入院することになり藤河さんは仕事先にも病気を報告し、ブログで病気を公表することを決めたのです。とまどいながらも前向きに治療を行う彼女の姿勢は多くの女性たちの共感を呼び、人気ブログとなりました。
アラフォー独身女性の心は複雑
藤河さんがブログをはじめたきっかけは、ご自身が治療中に読んだ闘病記。闘病記が励みになったという経験や周りの応援もあって、自身の闘病を描くことになったのだといいます。
入院や手術、抗がん剤治療など、著者にとっては人生ではじめて経験することばかり。その時その時の心の動きが(何故か)シカと化した主人公の台詞とイラストで描かれています。

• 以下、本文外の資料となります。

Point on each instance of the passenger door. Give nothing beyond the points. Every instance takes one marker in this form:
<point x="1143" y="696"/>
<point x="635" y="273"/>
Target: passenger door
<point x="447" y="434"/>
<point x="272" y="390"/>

手術直前まで、治療法の選択に迷う著者の藤河さんの乙女心には共感する方も多いはず。開腹するまで悪性(全摘手術)なのか境界悪性(卵巣のみ摘出)なのかわからないため、手術前日の夜はもんもんとした時間を過ごすなど、アラフォー女性ならではの悩みもさらけ出されています。
著者の体験を基にまとめられたコラムには参考になる内容が書かれているので必読です。抗がん剤治療によって起こる脱毛への対策ではウィッグの種類やつけ方、お手入れの仕方などについて解説されるほか、脱毛メイクとして眉毛の描き方など美容に関する内容にも触れられています。
同著は、抗がん剤治療中の副作用対策をはじめ、闘病中の食生活や国民健康保険などお金に関わることまで、がん患者の生活全般に関するお役立ちコミックと言える一冊です。